President Barack Obama is either extraordinarily politically tone-deaf or arrogant beyond bounds, as indicated by his relentless pursuit of policies strongly rejected by the American people. His decision or acquiescence in the Department of Justice's decision to reinvestigate CIA terrorist interrogators is the latest outrage.
Obama's approval ratings have cratered even further since my most recent column, and he's either Mr. Magoo, driving along in blissful oblivion, or Fearless Leader, who will do what he wants, American people be damned.
Based on Obama's oft-articulated mindset -- "I won, so the other side should just quit talking" -- I think it's safe to say he's closer to dictator than to Magoo. Besides, Attorney General Eric Holder's decision to begin a new investigation of the CIA interrogators has Obama's national security-emasculating fingerprints all over it.
Obama has been railing against alleged "torture" of terrorist detainees since early in the presidential campaign. He has endlessly apologized for American "imperialism," even going so far as to castigate our policy toward Iran of more than three decades ago, but giving that mullah-run state a pass for its egregiously hostile policies and behavior toward us.
Recommended
On top of this, Obama is closing Gitmo with no plan to relocate the dangerous prisoners; he has directed that many of these terrorists be tried in civilian courts; he's abandoned the term "war on terror" in favor of "overseas contingency operations"; his administration has ordered that captured terrorists be Mirandized on the battlefield; and he's now going to further weaken the CIA by reassigning terrorist interrogation duties to an interagency entity operated out of the White House.
What more evidence do we need that this decision is Obama's handiwork?
"Heavens, no," say his defenders. "Obama is to be commended for distancing himself from the Department of Justice, which has finally achieved some independence, unlike during the Bush years." Eric Holder, they say, is being guided by the law, not politics, and Obama is choosing not to intervene, despite his earlier promise that he would "look forward and not backward" with regard to the CIA torture issues.
Nice try, but Obama chose Holder precisely because he shares Obama's worldview. Obama might feign detachment from this decision, but the American people aren't nearly as gullible as he thinks, as witnessed by their informed vocal opposition to his Obamacare scheme.
To suggest that Eric Holder is not a political animal is laughable. Just consider, among the litany, his instrumental role in the pardoning of Marc Rich, his decision to dismiss an already-won case against New Black Panther Party members for voter intimidation activities, and his decision to get a second opinion from the Office of Legal Counsel on his own Justice Department's apolitical decision that granting voters in the District of Columbia a voting representative in the House would be unconstitutional.
Even more telling than Holder's MO of selectively putting politics above the law is his decision in this case, which reeks of politics and not blind justice. The Justice Department already conducted a thorough review of these dozen or so cases and, with one exception, affirmatively concluded that they should not be prosecuted. In its "declination memos," the department stated that there was "insufficient evidence of criminal conduct; insufficient evidence of the subject's involvement; insufficient evidence of criminal intent; (and) low probability of conviction."

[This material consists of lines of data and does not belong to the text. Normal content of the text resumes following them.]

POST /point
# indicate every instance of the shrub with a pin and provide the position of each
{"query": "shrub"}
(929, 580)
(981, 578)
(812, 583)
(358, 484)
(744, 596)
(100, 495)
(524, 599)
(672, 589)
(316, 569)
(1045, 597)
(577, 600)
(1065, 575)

Jennifer Rubin, for The Weekly Standard, reports that many former Justice attorneys stated that the federal prosecutors who reviewed these cases "were seasoned professionals" who would have blown the whistle had political appointees pressured them. Another former Justice lawyer said that a new prosecution would probably encounter "an insurmountable problem" unless "new facts" emerged. Yet as Rubin notes, there's no hint that Holder has reviewed the former task force's findings or conducted interviews himself.
Adding insult to injury, Holder has delegated the task of second-opinion making to the Office of Professional Responsibility, which is an odd choice to conduct an investigation of non-lawyer CIA agents because its job, as Rubin observes, is to oversee lawyers' professional and ethical conduct.
The question of whether to prosecute the interrogators has been asked and answered by career professionals, who insist Obama couldn't get a conviction if he were to decide to prosecute.
If Obama proceeds with this outrage on top of all the rest, he might just secure approval ratings so low that even ACORN and the New Black Panthers won't be able to gerrymander and intimidate his party to victory in 2010.